I once watched a video which was shot from the fifth floor of a beachfront hotel in the Philippines. The video was interesting because the group of people on the fifth floor filming the Tsunami quickly realized that this was no ordinary event in fact, as the Tsunami came closer to shore, they understood the gravity of the situation. However, many people failed to recognize the danger of the situation and failed, to seek higher ground in order to protect themselves to their great cost.
The maximum height of the waves reached 9 meters at Lebak, 4.3 meters at Alicia, 3 meters at Resa Bay, the eastern coast of Basilan, Jolo Islands, and Sacol Islands. At least 5,000 people died during the earthquake and tsunami, with thousands more remaining missing. Some reports say that as many as 8,000 people lost their lives in total, with ninety percent of residents losing their lives as a result of the tsunami. Courtesy Wikipedia.
I refer, to this disastrous loss of life in the Philippines because I feel the same way about the municipal water that Americans bathe, cook and drink. I believe that just like those people on the fifth floor of their beachfront hotel in the Philippines videoing the tidal wave who realized the danger of the approaching Tsunami at their location.
They could not advise the people on the ground to seek safety by rushing to higher ground immediately and as a result, 8000 people died.
In Europe fluoride is completely banned because in Europe the effects of this chemical on the learning capabilities of young children were well understood.
Below is a peer-reviewed meta-analysis of the effects of fluoride exposure on children conducted in a joint research program between the Peoples Republic of China and Harvard University which revealed the true extent the damages caused by fluoride.
In a way, I feel much like the people in the Philippines watching the mounting danger of that Tsunami and yet, unable to warn people of their dire situation in that every single day Americans and particularly young Americans are exposed to this chemical.
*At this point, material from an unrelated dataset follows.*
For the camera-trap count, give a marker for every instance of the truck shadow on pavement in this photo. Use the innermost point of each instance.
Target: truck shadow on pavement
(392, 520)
I know about these dangers as does every country in Europe and yet, I cannot warn them of their predicament because fluoride is still widely used here in the US.
Impact of fluoride on neurological development in children
July 25, 2012 — For years health experts have been unable to agree on whether fluoride in the drinking water may be toxic to the developing human brain. Extremely high levels of fluoride are known to cause neurotoxicity in adults, and negative impacts on memory and learning have been reported in rodent studies, but little is known about the substance’s impact on children’s neurodevelopment. In a meta-analysis, researchers from Harvard School of Public Health (HSPH) and China Medical University in Shenyang for the first time combined 27 studies and found strong indications that fluoride may adversely affect cognitive development in children. Based on the findings, the authors say that this risk should not be ignored and that more research on fluoride’s impact on the developing brain is warranted.
The study was published online in Environmental Health Perspectives on July 20, 2012.
The researchers conducted a systematic review of studies, almost all of which are from China where risks from fluoride are well-established. Fluoride is a naturally occurring substance in groundwater, and exposures to the chemical are increased in some parts of China. Virtually no human studies in this field have been conducted in the U.S., said lead author Anna Choi, a research scientist in the Department of Environmental Health at HSPH.
Even though many of the studies on children in China differed in many ways or were incomplete, the authors consider the data compilation and joint analysis an important first step in evaluating the potential risk. “For the first time, we have been able to do a comprehensive meta-analysis that has the potential for helping us plan better studies. We want to make sure that cognitive development is considered as a possible target for fluoride toxicity,” Choi said.
Choi and senior author Philippe Grandjean, adjunct professor of environmental health at HSPH, and their colleagues collated the epidemiological studies of children exposed to fluoride from drinking water. The China National Knowledge Infrastructure database also was included to locate studies published in Chinese journals. They then analyzed possible associations with IQ measures in more than 8,000 children of school age; all but one study suggested that high fluoride content in water may negatively affect cognitive development.
The average loss in IQ was reported as a standardized weighted mean difference of 0.45, which would be approximately equivalent to seven IQ points for commonly used IQ scores with a standard deviation of 15.* Some studies suggested that even slightly increased fluoride exposure could be toxic to the brain. Thus, children in high-fluoride areas had significantly lower IQ scores than those who lived in low-fluoride areas.